Background: Myoclonus is a brief shock-like, involuntary movement, which can be distinguished in physiologic, essential, epileptic, and symptomatic, according to its etiology. Physiologic myoclonus typically occurs in healthy people without disability or progression.
Objectives: We suggest a new nosological entity in the physiologic group: "benign idiopathic myoclonus."
Methods: We present a cohort of patients with isolated adolescent-onset, distal limb myoclonus at rest and during action, in absence of a known cause and disabling progression, who underwent both clinical and neurophysiological examination in our tertiary Movement Disorders Expertise Center Groningen.
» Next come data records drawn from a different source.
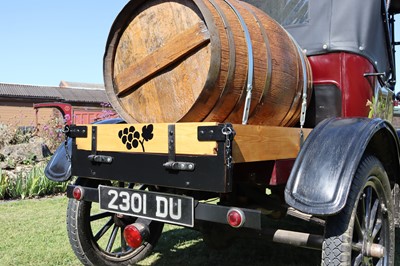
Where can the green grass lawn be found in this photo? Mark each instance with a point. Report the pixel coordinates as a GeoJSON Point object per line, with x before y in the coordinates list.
{"type": "Point", "coordinates": [34, 233]}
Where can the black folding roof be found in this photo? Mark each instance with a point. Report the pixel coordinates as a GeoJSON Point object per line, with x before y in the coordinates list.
{"type": "Point", "coordinates": [323, 26]}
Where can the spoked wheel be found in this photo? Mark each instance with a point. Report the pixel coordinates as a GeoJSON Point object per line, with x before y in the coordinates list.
{"type": "Point", "coordinates": [97, 236]}
{"type": "Point", "coordinates": [363, 232]}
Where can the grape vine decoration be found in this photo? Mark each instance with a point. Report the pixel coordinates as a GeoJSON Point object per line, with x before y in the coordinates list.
{"type": "Point", "coordinates": [131, 138]}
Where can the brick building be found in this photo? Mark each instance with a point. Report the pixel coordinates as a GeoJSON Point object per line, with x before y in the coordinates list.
{"type": "Point", "coordinates": [16, 102]}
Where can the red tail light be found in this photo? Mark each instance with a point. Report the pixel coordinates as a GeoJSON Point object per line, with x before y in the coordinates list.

Results: Fifteen patients (4 men [26.7%]; age at onset, 18.1 ± 3.6 years; disease-duration, 5.3 ± 3.7 years) were assessed. Neurophysiological examinations, including electromyography (EMG) (n = 14), somatosensory evoked potentials (SEPs, n = 4); electroencephalography (EEG)-EMG with back-averaging (BA, n = 11) and cortico-muscular coherence (CMC, n = 10), confirmed the clinical diagnosis of myoclonus in all patients. Mean EMG burst duration was 62.6 ± 13.7 ms and a cortical origin of myoclonus was demonstrated in six cases (40%). No genetic causes were found. Follow-up at 0.5 to 8 years depicted clinically stable conditions in eight patients (61.5%), complete remission in four (30.8%), whereas one patient (7.7%) reported slight progression.
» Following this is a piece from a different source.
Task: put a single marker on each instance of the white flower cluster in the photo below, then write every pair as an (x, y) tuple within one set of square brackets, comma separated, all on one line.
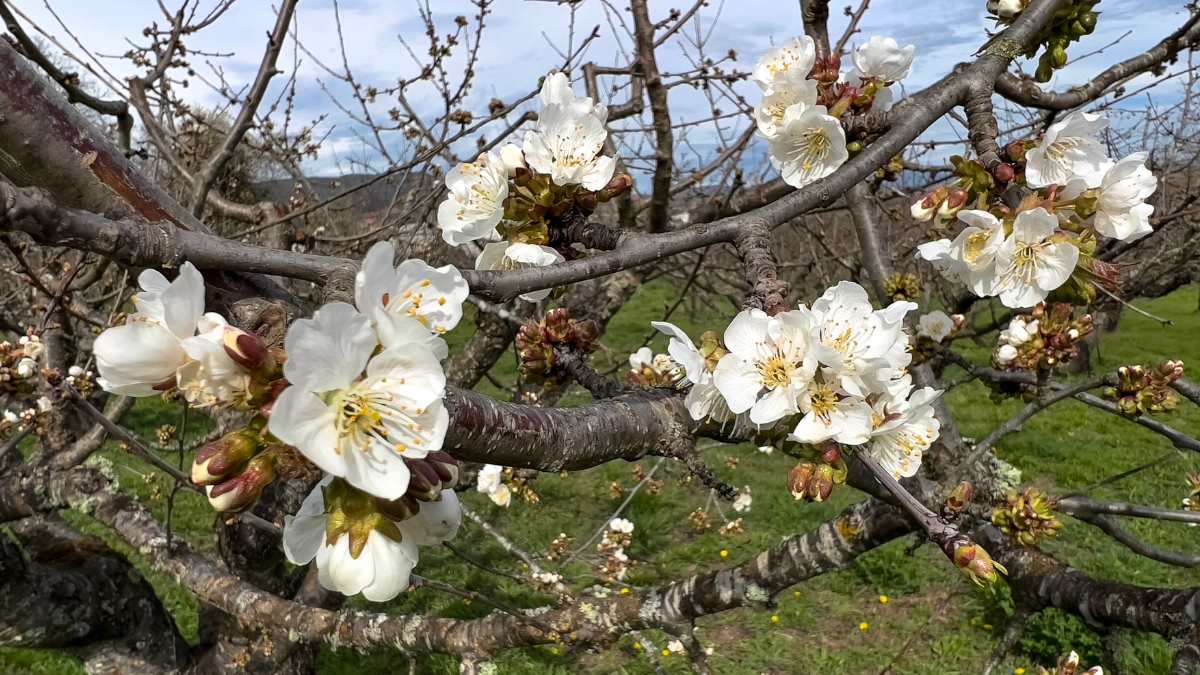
[(1020, 330), (805, 142), (1023, 261), (837, 369), (171, 342), (565, 145), (366, 388)]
Conclusions: We suggest a new phenotype of physiologic myoclonus, which might be called "benign idiopathic myoclonus." It is characterized by distal myoclonus with onset during adolescence and benign course, without requiring treatment. Clinically and neurophysiologically these jerky movements were compatible with cortical myoclonus in some patients. We were unable to establish any genetic causes in explored cases. This phenotype might represent a particular subgroup of physiologic myoclonus, to be substantiated in multicenter cohorts.